SEZIONE TERZA CIVILE

Composta dagli Ill.mi Sigg.ri Magistrati:

Dott. TRAVAGLINO Giacomo – Presidente –

Dott. SCARANO Luigi Alessandro – Consigliere –

Dott. GRAZIOSI Chiara – Consigliere –

Dott. FIECCONI Francesca – Consigliere –

Dott. IANNELLO Emilio – rel. Consigliere –

ha pronunciato la seguente:

ORDINANZA

sul ricorso iscritto al n. 16493/2019 R.G. proposto da:

S.I., rappresentata e difesa dall’Avv. Salvatore Prestia;

– ricorrente –

contro

Ministero dell’Interno, rappresentato e difeso ex lege dall’Avvocatura generale dello Stato, presso i cui uffici domiciliano ope legis in Roma, alla via dei Portoghesi n. 12;

– controricorrente –

e nei confronti di:

Comune di San Calogero, Associazione “Pro Loco San Calogero”;

– intimati –

avverso la sentenza della Corte d’appello di Catanzaro, n. 1969/2018, pubblicata il 13 novembre 2018.

Udita la relazione svolta nella Camera di consiglio del 2 dicembre 2021 dal Consigliere Dott. Iannello.

FATTI DI CAUSA

1. Con sentenza del 20 settembre 2016, il Tribunale di Catanzaro, in accoglimento della domanda proposta da S.I., condannò l’Associazione Pro Loco San Calogero e il Sindaco di San Calogero, quale Ufficiale di Governo, e per esso il Ministero dell’Interno, al risarcimento dei danni alla persona dalla predetta subiti a causa dell’esecuzione di spettacolo pirotecnico nel centro del paese in occasione dei festeggiamenti per il Capodanno del *****.

Ritenne in particolare sussistere la responsabilità del sindaco nella qualità predetta per avere omesso di adottare provvedimenti necessari a tutela della pubblica incolumità, imposti da specifiche disposizioni di legge oltre che dalle comuni norme di prudenza e diligenza, in presenza di una situazione oggettivamente pericolosa ed in quanto tale prevedibile ed evitabile.

2. In accoglimento del gravame interposto dal Ministero e in conseguente parziale riforma di tale decisione, la Corte d’appello di Catanzaro ha rigettato la domanda in quanto proposta nei confronti del sindaco, quale ufficiale di Governo, confermando nel resto la sentenza appellata.
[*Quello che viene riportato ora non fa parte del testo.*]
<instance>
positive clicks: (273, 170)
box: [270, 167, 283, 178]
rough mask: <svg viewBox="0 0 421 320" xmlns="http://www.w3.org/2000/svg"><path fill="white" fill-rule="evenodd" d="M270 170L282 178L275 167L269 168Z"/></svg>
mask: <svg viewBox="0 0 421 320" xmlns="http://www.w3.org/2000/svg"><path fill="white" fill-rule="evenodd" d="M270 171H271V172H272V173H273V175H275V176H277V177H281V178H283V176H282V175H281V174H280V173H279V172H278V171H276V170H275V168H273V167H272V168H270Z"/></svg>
In motivazione ha osservato che:

– risulta dagli atti di causa che la manifestazione organizzata dalla Pro Loco si era svolta nel cortile della vecchia scuola comunale, situata quasi di fronte al municipio;

– il sindaco era perfettamente a conoscenza di detta manifestazione avendo non solo autorizzato l’occupazione dello spazio pubblico del sito, ove doveva svolgersi l’evento, ma anche concesso un contributo economico;

– l’evento prevedeva, a chiusura, l’accensione di fuochi pirotecnici per i quali la Pro Loco non aveva richiesto la prescritta licenza;

– in tale contesto nessun addebito può essere mosso al sindaco in qualità di ufficiale di Governo, in quanto il mancato rilascio dell’autorizzazione comporta già di per sé che i fuochi d’artificio non erano consentiti;

– la responsabilità dell’ente per quanto riguarda l’accensione di fuochi d’artificio, ai sensi del t.u.l.p.s. va ricondotta alla necessaria licenza-autorizzazione dell’autorità di pubblica sicurezza e dunque da parte dell’ufficio di pubblica sicurezza o, in sua mancanza, del sindaco;

– ove tale autorizzazione sia concessa incombe sull’autorità che ha rilasciato la licenza, l’obbligo di sorvegliare il corretto espletamento dell’attività;

– a maggior ragione tale obbligo incombe quando essa non sia stata oggetto di alcuna autorizzazione, come nella fattispecie;

– il sindaco, quale ufficiale di Governo, non può essere ritenuto responsabile per non aver azionato i poteri extra ordinem al fine di vietare l’accensione di fuochi d’artificio, non rivestendo questa, sotto il profilo dell’ordine e della sicurezza pubblica, caratteri di eccezionale gravità tali da giustificare l’esercizio di detto potere.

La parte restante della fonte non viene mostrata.